A revista defende que a situação poderia ser contornada com a realização de nova eleição, com vistas à escolha de presidente que tenha apoio popular para a execução de reformas das estruturas do Estado, uma vez que "Os eleitores também merecem uma chance de se livrar de todo o Congresso infestado de corrupção.

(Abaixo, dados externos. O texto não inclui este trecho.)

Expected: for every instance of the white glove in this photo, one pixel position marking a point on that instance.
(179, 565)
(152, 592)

Apenas novos líderes e novos legisladores podem realizar as reformas fundamentais que o Brasil necessita".
Dificilmente os sistemas político-partidário e administrativo passem a funcionar com a ansiada e indispensável eficiência no país, diante das péssimas qualidades ética, moral e intelectual da expressiva maioria dos políticos em atividade.

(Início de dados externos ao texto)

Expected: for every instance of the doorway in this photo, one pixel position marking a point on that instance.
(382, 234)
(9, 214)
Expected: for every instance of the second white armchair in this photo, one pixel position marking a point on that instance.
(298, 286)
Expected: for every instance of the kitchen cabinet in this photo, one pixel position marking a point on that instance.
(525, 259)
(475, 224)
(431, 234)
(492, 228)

Urge que haja mudanças não somente dos protagonistas das crises que grassam no país, mas principalmente da consciência do eleitorado, que tem o dever de reciclar a maneira de escolha de seus representantes políticos, de modo que haja abrangente mudança no critério de escolha de seus candidatos, embora isso parece bastante impossível, diante do populismo e do caudilhismo que imperam no sistema político-eleitoral, implantado a partir dos programas considerados populares de distribuição de renda, com a marca indelével do ideário socialista, que tem sido o retrato do petismo, como forma de se perpetuar no poder e de manutenção do domínio absoluto da classe política.
Não há a menor dúvida de que, de uma forma ou de outra, o Brasil continuará encrencado quanto às perspectivas de futuro, porque o país se encontra quebrado, esfacelado e sem a menor condição de soerguimento em curto e médio prazos, porque as estruturas das instituições do Estado apodreceram e ruíram de forma a impossibilitar a adoção de medidas com cunho de crescimento, ante a voracidade como a incompetência administrativa tomou conta do país, cujos reflexos econômicos são os piores possíveis para a retomada do desenvolvimento, que terá dificuldade para aparecer, uma vez que os principais fatores econômicos, notadamente da produção, foram atacados nas suas raízes, contribuindo para a instalação da forte recessão, do desemprego, da inflação, dos juros altos, do aumento das dívidas públicas, da desindustrialização, da expressiva diminuição da arrecadação, da falta de investimentos público e privado e da fartura de precariedades na prestação dos serviços públicos, que são responsáveis por esse estado deplorável da gestão petista.
Diante desse estado deplorável, não se vislumbra a menor alternativa para possibilitar tirar o país do buraco e do atoleiro, que apenas se intensificam com a continuidade do governo impopular, desacreditado e exaurido por suas próprias ineficiência, incompetência e omissão, em cristalina demonstração de inaptidão, com estrondoso reflexo no atendimento das necessidades básica da população, que padece por força dos prejuízos causados pela crônica paralisia da administração do país, que, por falta de alternativa, apenas implora para que venha algum milagre do céu, de onde somente caem chuvas, aeronaves descontroladas e meteoritos. Acorda, Brasil!